Chapter 4 - Welcome to Overworld

“John!” Saffie said, feeling the cat’s coarse tongue lapping away at her cheek.

Yes, their cat’s name was John. John Alan Philips, in fact.

Saffie’s mum had thought the cat’s face bore a striking resemblance to her dead second cousin John Alan Philips. Saffie had seen a photo of the original John Alan Philips and concluded that grief could make people see pretty much anything they wanted; even a bald guy with a wonky eye in the face of a fluffy ginger cat.

What day was it? Saturday? Had she been sleeping on her bedroom floor? Her whole body ached. Saffie had been having a horrendous nightmare about her classmates pranking her and Dax falling into a coma, and she felt exhausted from it.

She wanted nothing more than to lie in until midday, but John didn’t seem interested in letting that happen. He continued to lick away, and Saffie soon realised that there was something strange about his tongue. Was it swollen? It felt larger than usual. It was also licking so rapidly and excitedly that Saffie wouldn’t have been surprised if there had been butter all over her face.

“Dude, what is up with you?” she said, opening her tired eyes.

It was not John.

Looking down at her with excited eyes was some kind of racoon or fox cub, except its fur was a vibrant mix of blue and orange, and there was a beautiful almost Mayan style pattern on its forehead.

The animal leapt onto her chest and began bouncing up and down with excitement.

“Mum!” Saffie called, her eyes bulging out of their sockets. “When did we get a new pet? No - scrap that question - WHAT is the new pet?!”

“What the blighters are you talking about, darling?” her mum called back.

The creature pounced from her and landed on the carpet, running around in circles like an excited little puppy.

Saffie picked herself up and backed into the hallway. The creature raced after her.

On the landing, Holly was on her knees, scrubbing the antique rug that lay between the entrance to her room and the staircase. Holly had bought it at a luxury boutique in Mayfair four years ago, and winced every time anyone dared step on it.

“Dax NEVER takes his shoes off!” she ranted, not even looking up at Saffie. “I’ve told him time and time again!”

The creature ran to Holly’s ankles and sniffed her, reeling back at the acrid stench of the carpet cleaner.

“Mum, what the hell is that thing?” Saffie said, pointing at it.

Holly looked up at Saffie, then down again.

“This ‘thing,’ darling, is a one hundred and fifty count hand-knotted Persian rug.

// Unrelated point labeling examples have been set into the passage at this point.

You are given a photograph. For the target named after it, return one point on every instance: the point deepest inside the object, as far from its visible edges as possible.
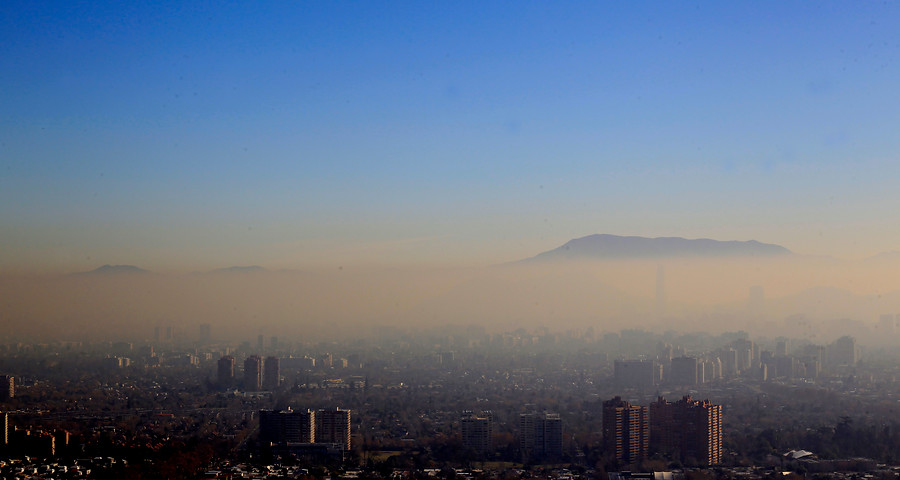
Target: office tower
(476, 431)
(843, 352)
(756, 302)
(253, 373)
(7, 387)
(333, 426)
(272, 377)
(781, 348)
(684, 371)
(540, 436)
(205, 332)
(660, 292)
(626, 431)
(635, 373)
(226, 371)
(287, 426)
(689, 429)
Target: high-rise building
(635, 373)
(4, 429)
(205, 333)
(226, 371)
(272, 375)
(477, 431)
(684, 371)
(540, 436)
(843, 352)
(287, 426)
(7, 387)
(688, 428)
(333, 426)
(626, 430)
(253, 373)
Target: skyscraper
(333, 426)
(635, 373)
(7, 387)
(683, 371)
(540, 436)
(688, 429)
(226, 371)
(626, 430)
(253, 373)
(4, 429)
(477, 431)
(272, 377)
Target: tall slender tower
(272, 376)
(226, 371)
(7, 387)
(253, 373)
(660, 292)
(626, 430)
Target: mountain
(602, 246)
(240, 269)
(117, 269)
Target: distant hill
(240, 269)
(602, 246)
(117, 269)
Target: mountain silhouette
(603, 246)
(116, 269)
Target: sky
(295, 134)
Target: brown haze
(700, 294)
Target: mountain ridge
(606, 246)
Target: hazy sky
(325, 133)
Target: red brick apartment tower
(626, 430)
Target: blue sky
(295, 133)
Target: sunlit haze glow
(390, 162)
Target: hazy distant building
(287, 426)
(540, 436)
(205, 333)
(253, 373)
(333, 426)
(684, 371)
(660, 292)
(635, 373)
(272, 373)
(781, 348)
(7, 387)
(225, 371)
(843, 352)
(756, 302)
(626, 431)
(477, 431)
(688, 430)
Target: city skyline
(302, 136)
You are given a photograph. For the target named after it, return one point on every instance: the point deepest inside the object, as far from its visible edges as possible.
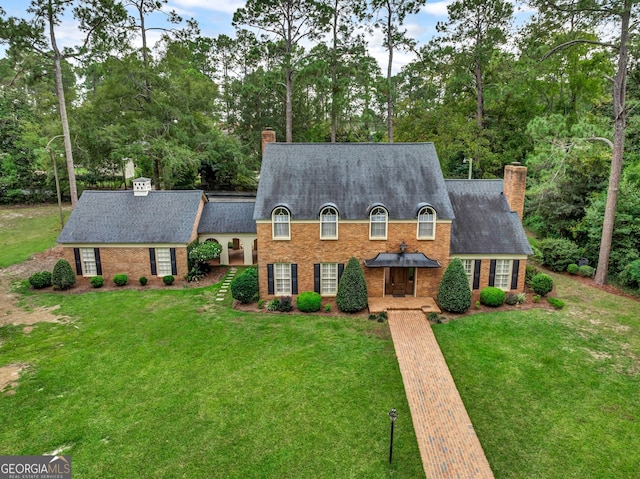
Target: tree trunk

You were there when I paid seven thousand pounds for it, remember?”

“No, not the rug!” Saffie spat. “That… creature! That weird looking rabbit, cat, racoon thing!”

Holly stared at her.

‘Saffie, don’t mess with me,” she said sternly, raising her rubber gloved index finger. “Your uncle began saying strange things like that a few months ago, and look at what’s happened to him.”

Saffie was now completely awake. Dax falling into a coma had certainly been no dream. She had placed the key to her temple and it had inserted something into her brain. She remembered the pressure and the pain, then the darkness. It had knocked her out. And now there was a weird animal sitting at her mum’ s feet.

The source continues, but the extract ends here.